The power all the biblical servants of God had, as stated in the Scriptures, could not have been had they been unrighteous, but which in the very possession shows that they were the appointed servants of God; and the admission into the approbation of the people, denotes the same and although there was a deviation in some instances from the holy will of God, yet it was in each case as stated; and it was no interference with the holy performances of such men before such deviations took place, nor any interference after such conduet. In that case it would be thus: namely, a man living for a number of years in true holiness, but who afterwards falls into sin; his late sin is since the holy state, and is therefore as distinct as one year is from another; by which distinction the sin is since the holiness and doing the will of God, but which, when changed, takes place again in holiness the same in that time as it could be. And according to that, had some of them who were the servants of God fallen into sin, so as to be lost, what they did while in the service of God would be just the same during that time as if they had never sinned.

Now what has been said of Moses as a man of pure motives, holy conduct, braving every discouragement, and avoiding every undue honour, and doing the will of God to his people, may be said of all the men of God after his time; and what has been said of the holy nature

and end of the writings of Moses, may be said of all the subsequent writings, for they, as stated, did and do tend to the sole happiness and safety of the people, and the glory of God; and what has been said of the reception of and dependance of the Jewish nation or people on the writings of Moses, may also be said of the rest of the biblical writings; all therefore staud on sure evidence to us, that they were from God to holy men, and from them to us, as from men of real truth; they therefore are the undeniable words of God to mankind.

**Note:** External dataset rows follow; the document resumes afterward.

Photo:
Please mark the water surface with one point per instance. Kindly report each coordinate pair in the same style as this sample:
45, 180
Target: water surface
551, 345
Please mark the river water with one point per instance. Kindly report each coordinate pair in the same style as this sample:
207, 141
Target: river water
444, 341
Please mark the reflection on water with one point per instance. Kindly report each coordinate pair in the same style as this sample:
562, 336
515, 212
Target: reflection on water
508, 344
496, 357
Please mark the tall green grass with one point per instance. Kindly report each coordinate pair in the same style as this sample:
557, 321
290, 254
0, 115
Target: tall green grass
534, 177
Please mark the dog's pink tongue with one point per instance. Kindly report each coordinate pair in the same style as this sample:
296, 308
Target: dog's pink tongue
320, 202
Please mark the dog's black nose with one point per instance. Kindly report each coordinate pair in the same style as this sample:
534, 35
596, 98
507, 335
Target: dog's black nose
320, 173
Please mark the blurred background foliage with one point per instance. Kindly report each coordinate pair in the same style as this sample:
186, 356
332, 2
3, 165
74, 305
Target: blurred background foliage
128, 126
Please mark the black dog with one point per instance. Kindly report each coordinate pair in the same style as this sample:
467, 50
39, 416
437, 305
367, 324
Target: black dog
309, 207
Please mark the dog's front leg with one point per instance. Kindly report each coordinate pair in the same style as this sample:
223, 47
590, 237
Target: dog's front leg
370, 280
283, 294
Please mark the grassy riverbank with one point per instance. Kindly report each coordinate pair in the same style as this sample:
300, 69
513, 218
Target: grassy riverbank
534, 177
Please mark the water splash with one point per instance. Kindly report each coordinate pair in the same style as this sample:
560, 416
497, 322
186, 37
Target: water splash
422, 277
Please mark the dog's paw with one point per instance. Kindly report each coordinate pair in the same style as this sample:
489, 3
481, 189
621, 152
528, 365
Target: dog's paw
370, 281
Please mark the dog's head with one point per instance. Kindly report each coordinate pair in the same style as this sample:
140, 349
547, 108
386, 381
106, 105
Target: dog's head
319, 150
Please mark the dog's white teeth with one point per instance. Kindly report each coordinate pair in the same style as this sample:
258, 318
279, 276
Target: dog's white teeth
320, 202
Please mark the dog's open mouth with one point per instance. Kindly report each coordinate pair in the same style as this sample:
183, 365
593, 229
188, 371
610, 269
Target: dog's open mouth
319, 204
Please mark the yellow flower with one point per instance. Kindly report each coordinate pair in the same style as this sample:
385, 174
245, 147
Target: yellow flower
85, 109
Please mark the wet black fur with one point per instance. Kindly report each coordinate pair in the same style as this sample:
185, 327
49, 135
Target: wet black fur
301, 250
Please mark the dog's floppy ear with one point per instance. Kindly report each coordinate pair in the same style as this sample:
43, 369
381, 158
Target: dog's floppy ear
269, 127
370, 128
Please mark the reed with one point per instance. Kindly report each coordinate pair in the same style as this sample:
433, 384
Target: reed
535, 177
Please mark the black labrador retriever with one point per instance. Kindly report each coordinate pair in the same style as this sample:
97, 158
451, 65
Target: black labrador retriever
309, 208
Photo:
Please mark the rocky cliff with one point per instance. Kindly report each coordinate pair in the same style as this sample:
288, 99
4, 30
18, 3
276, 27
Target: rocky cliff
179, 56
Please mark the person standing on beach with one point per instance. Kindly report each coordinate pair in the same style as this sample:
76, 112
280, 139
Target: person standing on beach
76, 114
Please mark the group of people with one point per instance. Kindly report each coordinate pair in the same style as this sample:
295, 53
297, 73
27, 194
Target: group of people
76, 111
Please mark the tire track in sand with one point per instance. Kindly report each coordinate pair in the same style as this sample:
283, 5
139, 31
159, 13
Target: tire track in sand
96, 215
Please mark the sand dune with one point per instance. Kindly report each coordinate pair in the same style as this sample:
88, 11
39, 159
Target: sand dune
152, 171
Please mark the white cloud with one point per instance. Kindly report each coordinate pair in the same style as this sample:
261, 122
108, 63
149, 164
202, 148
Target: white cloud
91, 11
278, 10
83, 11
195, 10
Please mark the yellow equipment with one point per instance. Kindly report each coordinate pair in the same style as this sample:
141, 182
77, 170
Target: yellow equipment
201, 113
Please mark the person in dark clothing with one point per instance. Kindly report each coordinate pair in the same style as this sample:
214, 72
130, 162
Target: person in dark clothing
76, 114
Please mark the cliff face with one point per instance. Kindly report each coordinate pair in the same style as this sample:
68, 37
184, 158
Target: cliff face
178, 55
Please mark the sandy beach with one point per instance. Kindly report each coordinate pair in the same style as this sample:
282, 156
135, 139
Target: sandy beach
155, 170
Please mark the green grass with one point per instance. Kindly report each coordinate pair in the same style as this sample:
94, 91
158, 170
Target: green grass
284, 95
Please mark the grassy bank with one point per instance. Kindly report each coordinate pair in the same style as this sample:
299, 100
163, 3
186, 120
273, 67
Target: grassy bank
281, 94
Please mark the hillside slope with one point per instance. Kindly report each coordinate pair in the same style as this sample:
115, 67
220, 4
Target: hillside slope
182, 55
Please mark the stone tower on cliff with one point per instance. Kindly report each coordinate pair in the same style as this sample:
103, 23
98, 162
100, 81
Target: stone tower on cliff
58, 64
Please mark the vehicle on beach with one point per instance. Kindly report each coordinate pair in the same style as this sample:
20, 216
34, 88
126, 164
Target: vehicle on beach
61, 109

Having so far stated the certainty of the writers and promoters of the Old Testament being the true servants of God, so as to declare his will in the Old Scriptures to mankind; I now shall produce some equal evidences of the New Testament writers being the servants of God to the revelation of the Gospel to mankind. In so doing I observe, that before they could have wrote upon the Saviour of the world, and the righteousness of life by him, the sufferings he endured, and the effect or design of all, they must have been appointed by no less a being than God himself in the Saviour; because the works they performed in reference to the Saviour could not have been by the power of prepossessed knowledge or scheme to deceive, as many have done by being Antichrists: they were men of little learning and of humble occupations who were the first propagators of the christian cause, and they therefore could not have such a knowledge of the Scriptures as the learned Doctors, and Rabbies, and Scribes, who were of the Jews; for which reason they had it not in their power to acquire any means by which to falsify the old predictions of the Saviour, or the circumstances of his coming according to prophecy.